Parking offenders treated better than fatality victims’ families

The British establishment, in all its many aspects, bends over backwards to accommodate the sense of injustice felt by drivers who have received a parking ticket:

The Parking and Traffic Appeals Service, PATAS, provides a free independent adjudication service for deciding disputed parking and bus lane penalties issued by local authorities for parking or bus lane offences. PATAS aim to provide a fast, efficient service that gives fair and impartial decisions, is easy to understand and is as informal as possible. They have a team of Adjudicators who decide the appeals and can direct the local authority involved to cancel the penalty.

Consultants to the former Lord Chancellor's Department have described PATAS as 'the most user focused aspect of justice in the country'

There is much less ‘user focus’ when it comes to how families bereaved by killer drivers are treated:

A GRIEVING family were not told that a man was 12 months ago fined for his role in the fatal accident that took their son's life.
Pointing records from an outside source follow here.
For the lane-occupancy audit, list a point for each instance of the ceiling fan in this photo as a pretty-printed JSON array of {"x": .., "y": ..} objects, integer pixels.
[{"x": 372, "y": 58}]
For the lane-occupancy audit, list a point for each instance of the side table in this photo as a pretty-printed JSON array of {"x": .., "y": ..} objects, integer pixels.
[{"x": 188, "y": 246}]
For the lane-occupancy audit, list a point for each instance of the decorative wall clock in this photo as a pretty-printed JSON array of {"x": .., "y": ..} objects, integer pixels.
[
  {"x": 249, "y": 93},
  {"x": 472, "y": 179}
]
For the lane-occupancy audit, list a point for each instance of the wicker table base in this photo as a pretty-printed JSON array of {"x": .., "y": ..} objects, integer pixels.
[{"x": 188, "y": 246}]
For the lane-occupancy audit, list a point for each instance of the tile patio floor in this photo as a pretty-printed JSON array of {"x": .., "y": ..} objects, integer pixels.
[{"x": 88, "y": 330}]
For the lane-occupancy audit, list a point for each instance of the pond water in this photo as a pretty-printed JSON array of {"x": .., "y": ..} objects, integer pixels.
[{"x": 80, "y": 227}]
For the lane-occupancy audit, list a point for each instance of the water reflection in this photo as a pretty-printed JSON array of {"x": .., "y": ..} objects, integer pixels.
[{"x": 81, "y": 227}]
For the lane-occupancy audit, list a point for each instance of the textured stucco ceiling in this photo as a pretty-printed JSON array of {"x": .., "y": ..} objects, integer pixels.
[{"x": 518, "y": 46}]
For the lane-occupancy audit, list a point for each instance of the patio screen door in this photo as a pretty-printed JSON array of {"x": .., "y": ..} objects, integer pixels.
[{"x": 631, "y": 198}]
An inquest today heard that Amjid Malik, 23, of Netley Road, Walthamstow, suffered serious injuries after the Nissan car he was travelling in ploughed into a lamppost in Orient Way, Leyton, on June 17, 2007.

The driver and one other passenger escaped serious harm but Mr Malik was left in a permanently paralysed and vegetative state fed through a tube.
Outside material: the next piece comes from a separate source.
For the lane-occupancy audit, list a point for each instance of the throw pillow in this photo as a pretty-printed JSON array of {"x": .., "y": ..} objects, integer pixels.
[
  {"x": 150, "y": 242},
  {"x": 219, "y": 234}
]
Steven Gilbert, a now retired police officer who investigated the fatal crash, told the family that the driver of the car, Mansoor Hussain, of Manor Road, Leyton, was last March found guilty of careless driving at Barking Magistrates Court. He was fined £300, ordered to pay £300 costs and given nine points on his license.

Friends and family of Mr Malik were shocked that nobody had told them of the conviction. The family are angry that Hussain was not jailed or disqualified from driving and are considering taking legal advice about the possibility of getting the police file re-opened.
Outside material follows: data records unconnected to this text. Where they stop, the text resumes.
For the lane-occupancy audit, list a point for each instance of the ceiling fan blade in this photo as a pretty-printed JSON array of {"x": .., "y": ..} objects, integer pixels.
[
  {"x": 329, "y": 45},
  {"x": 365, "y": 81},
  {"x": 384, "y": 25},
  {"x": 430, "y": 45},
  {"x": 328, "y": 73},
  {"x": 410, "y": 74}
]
Sabrina Durrani, a close friend of the family, said: "It is disgusting that he has got off so lightly, you can get £80 for a parking ticket, so £300 for a life is a joke, its a slap on the wrist."

Mr Gilbert said an analysis of the car damage suggests the vehicle was travelling at between 38 and 54 mph

Orient Way, where this fatal collision took place, is the hideous, supposedly 30 mph new road that for cosmetic reasons had a grisly cycle path tacked on, which was so badly designed it won a prize from the London Cycling Campaign! More on that another day.